Introduction: Flooding on urban basins is intensifying due to rapid urbanization. Flooding primarily occurs because of drainage congestion of inland flow and/or over bank flow of rivers during severe rainfall events. Rapid urbanization is causing a major change in rainfall-runoff phenomenon and the drainage system as well. The overland flow pattern is becoming complex due to huge structural development, and therefore, the correct prediction of surface runoff is becoming a challenging issue.
The traditional storm water modeling approach, mainly for 1d pipe-network, is able to simulate the drainage system correctly until there is no overflow from the network inlet. When such overflows exist due to insufficient drainage capacity, it is difficult to produce the actual flooding condition using this traditional one-phase simulation technique.
Alternatively, by giving some extra effort the two-phase modeling (duel drainage) technique can be employed where the street-network is simulated as open channel to drain the water overflowed from the storm water pipe-network, and a better representation of flooding scenario can be obtained, if the flood extents do not expand beyond the streets. However, unfortunately for the larger events (100yr and PMF) in most cases the flood extents expand to private properties, where the duel drainage approach is unable to produce correct flooding scenario.

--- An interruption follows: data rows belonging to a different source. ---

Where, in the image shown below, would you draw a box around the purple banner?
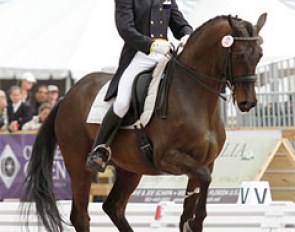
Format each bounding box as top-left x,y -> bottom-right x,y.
0,134 -> 72,200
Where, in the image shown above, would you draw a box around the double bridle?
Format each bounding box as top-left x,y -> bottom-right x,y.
171,36 -> 261,100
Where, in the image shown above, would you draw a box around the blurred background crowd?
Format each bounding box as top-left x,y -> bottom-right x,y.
0,72 -> 60,132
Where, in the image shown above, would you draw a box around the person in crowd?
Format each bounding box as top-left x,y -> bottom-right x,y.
20,72 -> 37,104
7,85 -> 32,132
22,103 -> 52,130
48,85 -> 59,106
0,90 -> 8,131
86,0 -> 193,172
31,85 -> 48,116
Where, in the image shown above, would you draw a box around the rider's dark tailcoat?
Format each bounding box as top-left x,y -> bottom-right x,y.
105,0 -> 193,100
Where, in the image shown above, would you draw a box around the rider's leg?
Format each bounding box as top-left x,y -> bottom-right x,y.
87,52 -> 160,172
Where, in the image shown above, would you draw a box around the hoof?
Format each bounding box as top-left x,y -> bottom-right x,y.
183,222 -> 193,232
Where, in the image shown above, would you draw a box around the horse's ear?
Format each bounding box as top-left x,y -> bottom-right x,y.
256,13 -> 267,33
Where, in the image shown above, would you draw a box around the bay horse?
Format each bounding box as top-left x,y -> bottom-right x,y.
26,14 -> 266,232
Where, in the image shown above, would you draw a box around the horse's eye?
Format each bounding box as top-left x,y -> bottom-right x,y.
257,37 -> 263,45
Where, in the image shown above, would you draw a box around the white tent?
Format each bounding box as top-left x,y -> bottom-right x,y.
0,0 -> 122,80
182,0 -> 295,64
0,0 -> 295,81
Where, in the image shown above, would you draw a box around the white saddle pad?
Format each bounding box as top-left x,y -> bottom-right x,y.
86,56 -> 169,129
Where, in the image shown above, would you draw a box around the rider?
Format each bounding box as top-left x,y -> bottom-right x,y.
87,0 -> 193,172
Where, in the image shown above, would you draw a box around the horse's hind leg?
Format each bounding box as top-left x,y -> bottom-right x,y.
103,168 -> 141,232
70,168 -> 92,232
70,169 -> 92,232
183,164 -> 213,232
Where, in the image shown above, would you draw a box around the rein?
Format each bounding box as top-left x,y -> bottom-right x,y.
171,36 -> 261,101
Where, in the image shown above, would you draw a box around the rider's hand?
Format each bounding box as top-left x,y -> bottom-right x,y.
180,35 -> 190,47
151,40 -> 172,55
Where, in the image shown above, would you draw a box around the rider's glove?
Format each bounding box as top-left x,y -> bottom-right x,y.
150,40 -> 172,55
180,35 -> 190,47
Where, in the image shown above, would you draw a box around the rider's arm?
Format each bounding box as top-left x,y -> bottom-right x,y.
115,0 -> 153,54
169,0 -> 193,39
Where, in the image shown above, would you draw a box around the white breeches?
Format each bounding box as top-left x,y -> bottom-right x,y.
113,52 -> 163,118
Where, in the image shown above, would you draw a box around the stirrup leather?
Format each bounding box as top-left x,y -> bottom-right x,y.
88,144 -> 112,172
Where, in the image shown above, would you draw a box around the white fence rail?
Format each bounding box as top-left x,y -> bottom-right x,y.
0,202 -> 295,232
222,58 -> 295,128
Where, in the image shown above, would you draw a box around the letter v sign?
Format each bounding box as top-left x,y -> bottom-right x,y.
254,188 -> 267,204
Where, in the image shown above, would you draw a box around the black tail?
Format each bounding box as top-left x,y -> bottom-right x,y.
23,102 -> 63,232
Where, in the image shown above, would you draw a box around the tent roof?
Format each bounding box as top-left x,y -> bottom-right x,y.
0,0 -> 295,78
0,0 -> 122,79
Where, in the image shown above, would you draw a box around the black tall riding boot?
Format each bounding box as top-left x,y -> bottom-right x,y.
86,106 -> 122,172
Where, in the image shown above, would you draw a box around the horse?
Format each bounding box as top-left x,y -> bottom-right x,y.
25,13 -> 266,232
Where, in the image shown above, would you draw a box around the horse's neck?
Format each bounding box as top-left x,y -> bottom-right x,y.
170,65 -> 219,120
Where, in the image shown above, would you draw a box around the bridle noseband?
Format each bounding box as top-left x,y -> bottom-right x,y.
171,33 -> 261,101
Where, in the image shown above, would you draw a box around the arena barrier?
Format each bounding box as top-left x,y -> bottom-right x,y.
0,201 -> 295,232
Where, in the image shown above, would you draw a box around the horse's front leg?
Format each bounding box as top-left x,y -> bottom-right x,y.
183,166 -> 211,232
160,150 -> 211,232
179,178 -> 200,231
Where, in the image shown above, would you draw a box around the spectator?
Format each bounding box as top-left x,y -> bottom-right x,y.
20,72 -> 36,104
31,85 -> 48,116
22,103 -> 52,130
48,85 -> 59,106
7,85 -> 32,132
0,90 -> 8,131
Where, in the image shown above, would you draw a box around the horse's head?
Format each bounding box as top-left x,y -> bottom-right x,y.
227,14 -> 266,112
179,14 -> 266,112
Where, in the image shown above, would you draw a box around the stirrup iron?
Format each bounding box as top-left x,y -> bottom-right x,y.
88,144 -> 112,172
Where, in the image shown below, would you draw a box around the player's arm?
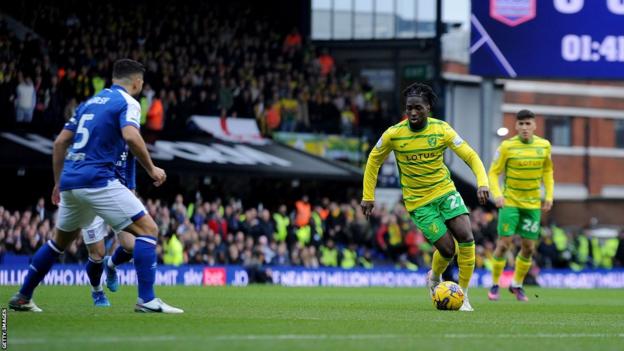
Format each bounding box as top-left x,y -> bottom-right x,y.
52,129 -> 74,205
542,145 -> 555,211
119,101 -> 167,186
121,125 -> 167,186
445,126 -> 490,205
488,144 -> 507,208
361,131 -> 392,217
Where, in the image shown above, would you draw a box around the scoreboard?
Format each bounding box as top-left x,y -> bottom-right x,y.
470,0 -> 624,79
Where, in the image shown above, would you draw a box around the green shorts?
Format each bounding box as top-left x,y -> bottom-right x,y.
410,191 -> 468,244
498,207 -> 542,240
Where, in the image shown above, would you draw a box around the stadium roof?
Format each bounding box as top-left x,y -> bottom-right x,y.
0,132 -> 362,182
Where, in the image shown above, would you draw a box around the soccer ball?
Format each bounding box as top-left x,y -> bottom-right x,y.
433,281 -> 464,311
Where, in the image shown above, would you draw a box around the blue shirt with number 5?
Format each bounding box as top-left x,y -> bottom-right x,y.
60,85 -> 141,191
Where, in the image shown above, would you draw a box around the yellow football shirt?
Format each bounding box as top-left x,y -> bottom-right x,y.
488,135 -> 555,209
362,118 -> 488,212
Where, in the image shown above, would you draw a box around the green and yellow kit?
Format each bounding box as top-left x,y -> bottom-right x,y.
488,136 -> 555,240
362,118 -> 488,242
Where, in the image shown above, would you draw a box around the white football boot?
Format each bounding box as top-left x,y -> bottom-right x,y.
427,270 -> 440,300
134,298 -> 184,314
459,293 -> 474,312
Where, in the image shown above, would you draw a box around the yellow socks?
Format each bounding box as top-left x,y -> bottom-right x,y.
457,241 -> 475,291
511,254 -> 531,287
492,256 -> 508,285
431,250 -> 453,281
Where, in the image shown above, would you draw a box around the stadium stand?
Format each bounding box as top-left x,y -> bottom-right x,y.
0,1 -> 381,139
0,195 -> 624,269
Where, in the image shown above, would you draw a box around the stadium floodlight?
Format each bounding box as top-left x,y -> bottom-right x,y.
496,127 -> 509,137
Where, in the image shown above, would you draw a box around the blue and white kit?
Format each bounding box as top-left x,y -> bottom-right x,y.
57,85 -> 146,238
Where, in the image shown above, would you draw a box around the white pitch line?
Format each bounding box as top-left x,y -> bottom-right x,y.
8,333 -> 624,345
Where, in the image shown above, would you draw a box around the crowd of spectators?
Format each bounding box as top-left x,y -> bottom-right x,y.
0,195 -> 624,276
0,1 -> 384,135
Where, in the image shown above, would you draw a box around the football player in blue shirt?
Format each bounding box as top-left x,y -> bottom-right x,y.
82,149 -> 136,307
9,59 -> 184,313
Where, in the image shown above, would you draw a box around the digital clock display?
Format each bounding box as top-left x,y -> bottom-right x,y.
470,0 -> 624,79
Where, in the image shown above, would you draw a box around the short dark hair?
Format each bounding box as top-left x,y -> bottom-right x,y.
113,59 -> 145,79
516,110 -> 535,121
403,82 -> 438,108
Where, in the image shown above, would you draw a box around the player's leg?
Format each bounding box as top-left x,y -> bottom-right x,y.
439,191 -> 475,311
104,231 -> 134,292
488,207 -> 520,301
439,191 -> 475,293
509,209 -> 541,301
446,214 -> 475,293
82,217 -> 110,307
86,240 -> 110,307
9,191 -> 93,312
410,201 -> 455,296
85,181 -> 183,313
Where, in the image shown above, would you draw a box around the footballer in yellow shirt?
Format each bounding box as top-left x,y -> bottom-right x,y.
488,110 -> 555,301
361,83 -> 489,311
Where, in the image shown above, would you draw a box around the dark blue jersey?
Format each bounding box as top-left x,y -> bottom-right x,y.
60,85 -> 141,191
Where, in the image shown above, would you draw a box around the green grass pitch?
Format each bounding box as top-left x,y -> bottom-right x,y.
0,286 -> 624,351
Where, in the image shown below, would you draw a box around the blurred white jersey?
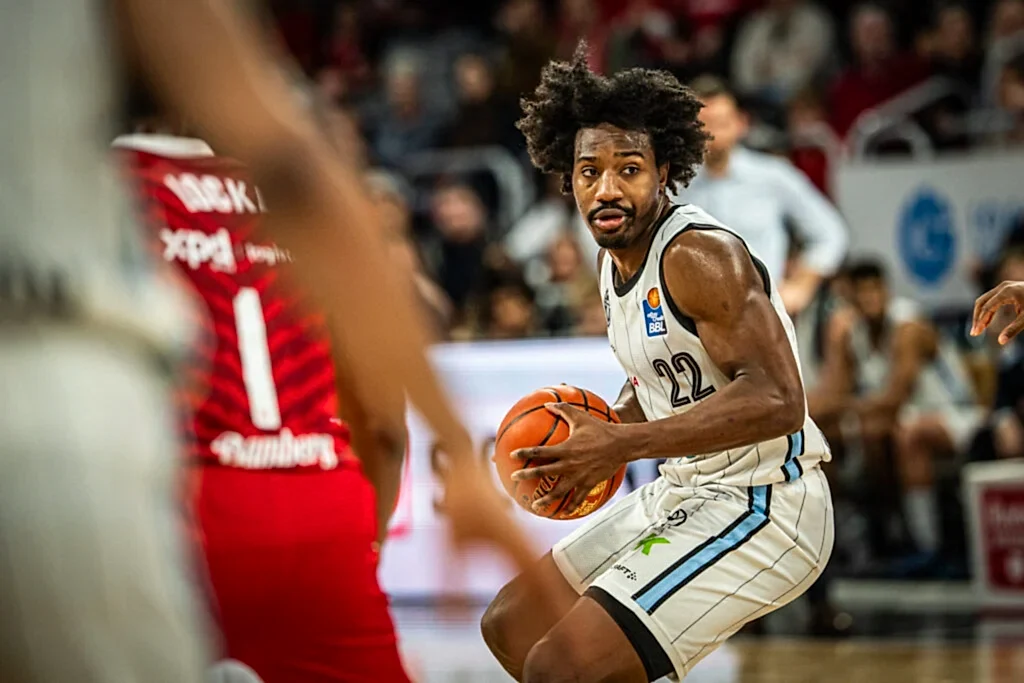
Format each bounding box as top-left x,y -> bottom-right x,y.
600,205 -> 830,486
850,297 -> 976,410
0,0 -> 184,352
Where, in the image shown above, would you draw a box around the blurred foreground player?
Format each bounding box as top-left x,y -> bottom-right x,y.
115,126 -> 409,683
0,0 -> 548,683
482,46 -> 834,683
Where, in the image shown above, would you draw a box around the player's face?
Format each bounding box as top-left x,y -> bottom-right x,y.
572,124 -> 669,249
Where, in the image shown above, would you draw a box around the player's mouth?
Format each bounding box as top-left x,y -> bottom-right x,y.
590,209 -> 629,232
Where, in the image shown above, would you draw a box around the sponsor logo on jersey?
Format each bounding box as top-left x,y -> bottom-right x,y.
160,227 -> 238,272
210,428 -> 338,470
164,173 -> 266,214
643,287 -> 669,337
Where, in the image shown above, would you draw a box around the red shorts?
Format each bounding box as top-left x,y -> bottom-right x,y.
197,466 -> 409,683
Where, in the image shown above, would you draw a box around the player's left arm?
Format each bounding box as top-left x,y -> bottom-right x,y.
622,230 -> 806,459
513,230 -> 806,507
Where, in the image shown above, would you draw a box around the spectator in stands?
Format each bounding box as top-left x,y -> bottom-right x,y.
326,2 -> 373,94
430,181 -> 490,326
679,77 -> 847,314
505,174 -> 598,274
555,0 -> 609,74
732,0 -> 836,104
482,278 -> 536,339
369,57 -> 441,168
496,0 -> 555,101
829,260 -> 985,569
829,4 -> 928,138
925,1 -> 982,96
982,0 -> 1024,104
786,88 -> 840,197
991,54 -> 1024,146
444,52 -> 525,152
368,171 -> 452,340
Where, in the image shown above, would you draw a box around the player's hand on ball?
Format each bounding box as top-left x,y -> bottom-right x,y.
512,403 -> 629,510
971,282 -> 1024,344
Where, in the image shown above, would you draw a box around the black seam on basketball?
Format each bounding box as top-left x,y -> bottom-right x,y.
495,403 -> 583,449
548,488 -> 575,518
512,458 -> 534,502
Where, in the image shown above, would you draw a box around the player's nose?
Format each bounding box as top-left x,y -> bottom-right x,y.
594,172 -> 623,204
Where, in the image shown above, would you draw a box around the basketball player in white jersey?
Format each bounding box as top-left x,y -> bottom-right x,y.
0,0 -> 548,683
482,46 -> 833,683
829,260 -> 986,571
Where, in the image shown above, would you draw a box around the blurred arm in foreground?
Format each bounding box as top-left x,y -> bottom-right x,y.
116,0 -> 535,568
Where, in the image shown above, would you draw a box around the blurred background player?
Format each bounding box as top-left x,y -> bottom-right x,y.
678,77 -> 848,315
830,259 -> 985,570
0,0 -> 544,683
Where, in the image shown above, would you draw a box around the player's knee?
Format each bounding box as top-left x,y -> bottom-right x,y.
522,638 -> 584,683
480,586 -> 514,655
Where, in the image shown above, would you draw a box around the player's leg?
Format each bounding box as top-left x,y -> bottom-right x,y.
199,467 -> 409,683
480,552 -> 580,680
0,330 -> 207,683
523,468 -> 833,683
481,479 -> 666,680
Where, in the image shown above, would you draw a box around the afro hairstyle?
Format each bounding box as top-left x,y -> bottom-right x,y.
516,41 -> 709,194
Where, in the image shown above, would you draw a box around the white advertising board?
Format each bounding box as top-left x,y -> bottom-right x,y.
380,338 -> 654,599
834,154 -> 1024,306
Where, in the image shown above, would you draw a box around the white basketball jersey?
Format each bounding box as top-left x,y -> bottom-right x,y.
600,205 -> 830,486
0,0 -> 185,352
850,297 -> 975,410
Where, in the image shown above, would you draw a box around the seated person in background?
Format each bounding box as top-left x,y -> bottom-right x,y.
835,260 -> 985,569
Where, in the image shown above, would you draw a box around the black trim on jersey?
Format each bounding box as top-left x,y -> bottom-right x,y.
611,204 -> 683,297
657,223 -> 771,337
584,586 -> 676,681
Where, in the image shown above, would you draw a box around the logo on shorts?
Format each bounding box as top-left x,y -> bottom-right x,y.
668,508 -> 686,526
643,287 -> 669,337
633,535 -> 669,555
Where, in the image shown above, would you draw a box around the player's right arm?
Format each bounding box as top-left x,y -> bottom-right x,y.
611,378 -> 647,424
115,0 -> 534,568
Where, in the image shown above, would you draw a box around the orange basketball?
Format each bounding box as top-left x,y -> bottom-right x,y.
493,384 -> 626,519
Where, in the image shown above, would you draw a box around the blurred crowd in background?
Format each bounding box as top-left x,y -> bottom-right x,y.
258,0 -> 1024,589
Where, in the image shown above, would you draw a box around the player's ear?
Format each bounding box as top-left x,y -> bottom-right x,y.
657,164 -> 669,189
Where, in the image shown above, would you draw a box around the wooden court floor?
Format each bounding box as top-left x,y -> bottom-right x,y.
398,618 -> 1024,683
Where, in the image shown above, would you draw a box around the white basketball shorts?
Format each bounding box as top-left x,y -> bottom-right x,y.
553,467 -> 834,680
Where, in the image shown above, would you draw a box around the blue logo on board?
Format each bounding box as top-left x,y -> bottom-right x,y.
643,287 -> 669,337
896,186 -> 956,285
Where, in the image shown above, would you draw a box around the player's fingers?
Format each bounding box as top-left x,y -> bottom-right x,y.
971,285 -> 1013,336
999,313 -> 1024,344
510,444 -> 562,462
544,403 -> 587,432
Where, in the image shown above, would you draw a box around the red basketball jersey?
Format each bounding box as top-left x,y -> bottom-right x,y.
117,135 -> 356,469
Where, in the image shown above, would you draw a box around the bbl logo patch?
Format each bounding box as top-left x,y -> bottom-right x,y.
643,287 -> 669,337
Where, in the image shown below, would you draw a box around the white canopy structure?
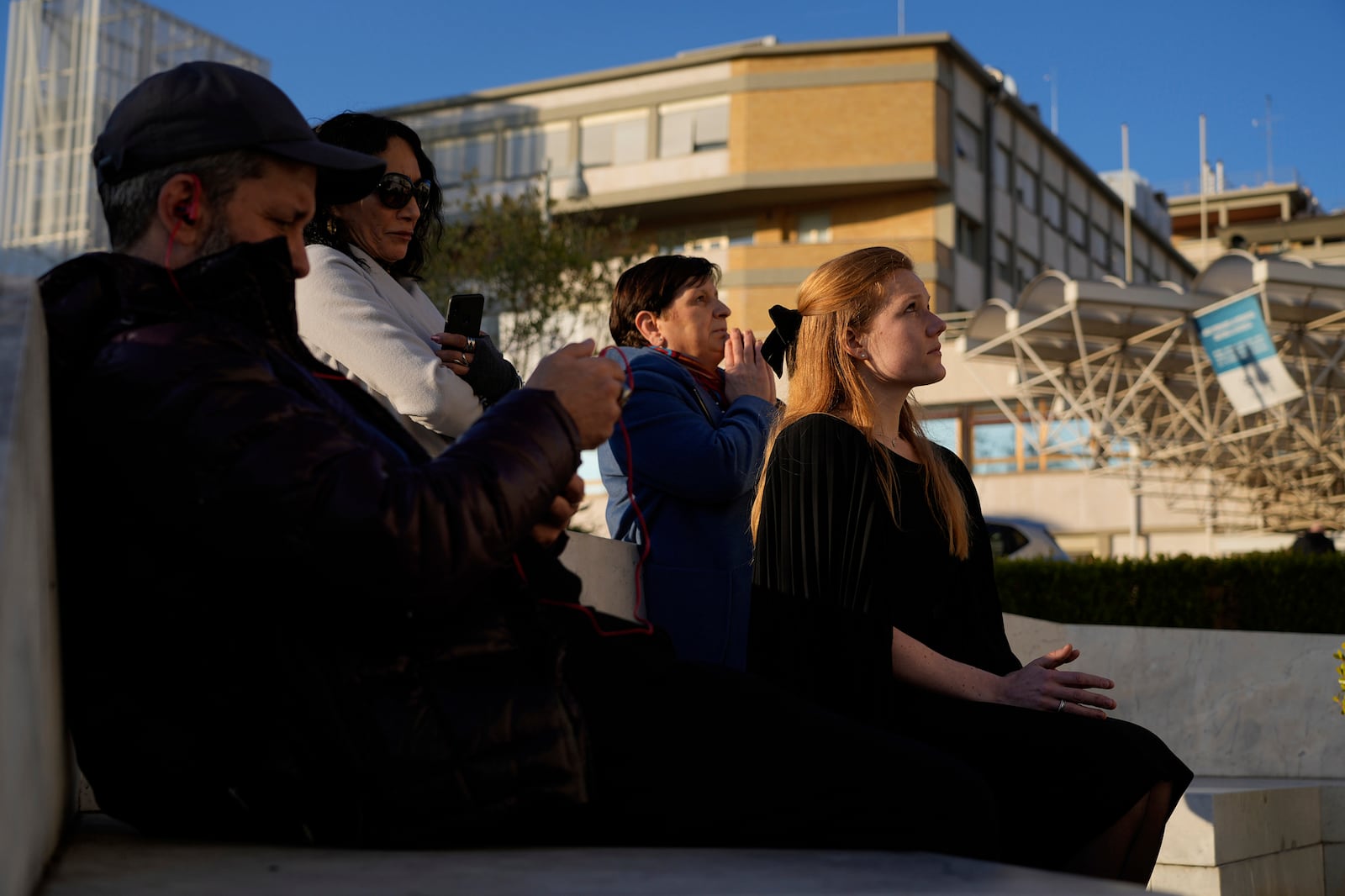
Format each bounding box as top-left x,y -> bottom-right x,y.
959,250 -> 1345,531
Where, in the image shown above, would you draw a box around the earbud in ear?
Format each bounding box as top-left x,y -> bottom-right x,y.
172,175 -> 202,224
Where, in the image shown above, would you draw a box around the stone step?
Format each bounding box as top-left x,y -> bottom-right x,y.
1152,777 -> 1345,896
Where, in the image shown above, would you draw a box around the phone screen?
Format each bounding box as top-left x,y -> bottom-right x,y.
444,292 -> 486,336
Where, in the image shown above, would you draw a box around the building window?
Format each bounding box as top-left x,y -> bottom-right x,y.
1089,228 -> 1111,268
798,211 -> 831,242
952,116 -> 986,171
995,235 -> 1013,285
1014,161 -> 1037,211
994,143 -> 1013,192
504,121 -> 573,177
971,416 -> 1021,477
580,110 -> 650,168
429,133 -> 495,184
1041,186 -> 1065,230
1068,206 -> 1088,249
957,211 -> 986,264
1014,245 -> 1041,289
659,97 -> 729,159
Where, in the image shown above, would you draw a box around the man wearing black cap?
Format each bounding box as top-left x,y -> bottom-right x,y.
42,63 -> 995,854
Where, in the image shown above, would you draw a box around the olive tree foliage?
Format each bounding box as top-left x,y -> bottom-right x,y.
421,186 -> 637,376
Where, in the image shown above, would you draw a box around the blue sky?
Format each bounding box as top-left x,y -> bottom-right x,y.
5,0 -> 1345,210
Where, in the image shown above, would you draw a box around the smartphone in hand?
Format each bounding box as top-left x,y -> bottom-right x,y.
444,292 -> 486,339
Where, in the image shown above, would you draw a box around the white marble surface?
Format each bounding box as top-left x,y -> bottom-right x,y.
1005,614 -> 1345,779
38,817 -> 1162,896
0,276 -> 69,893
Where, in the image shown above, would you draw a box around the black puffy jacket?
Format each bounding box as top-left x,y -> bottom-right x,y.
40,241 -> 587,845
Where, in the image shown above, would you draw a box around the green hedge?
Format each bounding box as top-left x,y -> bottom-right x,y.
995,551 -> 1345,634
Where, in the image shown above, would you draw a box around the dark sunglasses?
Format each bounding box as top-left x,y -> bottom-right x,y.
374,173 -> 435,211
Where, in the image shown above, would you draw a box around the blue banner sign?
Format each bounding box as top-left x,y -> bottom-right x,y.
1192,288 -> 1303,417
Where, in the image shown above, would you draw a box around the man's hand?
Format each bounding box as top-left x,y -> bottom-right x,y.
533,473 -> 583,547
525,339 -> 625,448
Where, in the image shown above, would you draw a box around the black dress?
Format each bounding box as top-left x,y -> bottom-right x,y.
748,414 -> 1192,867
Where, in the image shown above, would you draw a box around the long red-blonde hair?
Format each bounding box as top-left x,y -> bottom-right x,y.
752,246 -> 971,558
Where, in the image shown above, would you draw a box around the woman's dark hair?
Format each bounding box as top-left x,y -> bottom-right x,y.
608,256 -> 720,349
304,112 -> 444,277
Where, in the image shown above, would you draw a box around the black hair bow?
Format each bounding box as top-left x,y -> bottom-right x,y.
762,305 -> 803,377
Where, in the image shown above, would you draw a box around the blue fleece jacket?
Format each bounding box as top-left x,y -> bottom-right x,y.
599,349 -> 776,668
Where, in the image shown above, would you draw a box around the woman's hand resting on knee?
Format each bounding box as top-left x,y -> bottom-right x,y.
998,645 -> 1116,719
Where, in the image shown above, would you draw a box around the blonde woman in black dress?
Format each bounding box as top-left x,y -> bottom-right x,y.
748,248 -> 1192,883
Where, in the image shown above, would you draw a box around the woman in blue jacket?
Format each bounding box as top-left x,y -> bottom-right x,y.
599,256 -> 776,668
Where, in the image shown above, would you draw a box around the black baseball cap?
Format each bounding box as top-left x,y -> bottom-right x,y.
92,62 -> 385,204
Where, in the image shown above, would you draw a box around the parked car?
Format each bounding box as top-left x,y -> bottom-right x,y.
986,517 -> 1069,560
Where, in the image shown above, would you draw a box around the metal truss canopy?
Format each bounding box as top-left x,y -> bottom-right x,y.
959,250 -> 1345,530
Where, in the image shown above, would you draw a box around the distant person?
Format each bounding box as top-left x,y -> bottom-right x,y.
748,248 -> 1192,883
599,256 -> 776,668
1290,522 -> 1336,554
40,62 -> 998,857
294,112 -> 520,453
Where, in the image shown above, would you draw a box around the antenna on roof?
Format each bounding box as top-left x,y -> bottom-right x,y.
677,34 -> 775,59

Therefore, the 1d/2d integrated flood simulation model, which is capable of incorporating all the drainage elements (flow paths) and their interactions properly, is necessary for an accurate prediction of urban flooding. This paper demonstrates the 1d/2d integrated modeling approach in an urban catchment. xpswmm and xp2D (xpswmm-2D) mathematical modeling software, which is one of the most widely used models designed to simulate urban storm water runoff, has been used to perform a simultaneous and integrated simulation of all drainage elements along with the 2d overland flood modeling in order to get a correct delineation of the flood extents for minor (10yr) and major (100yr) events.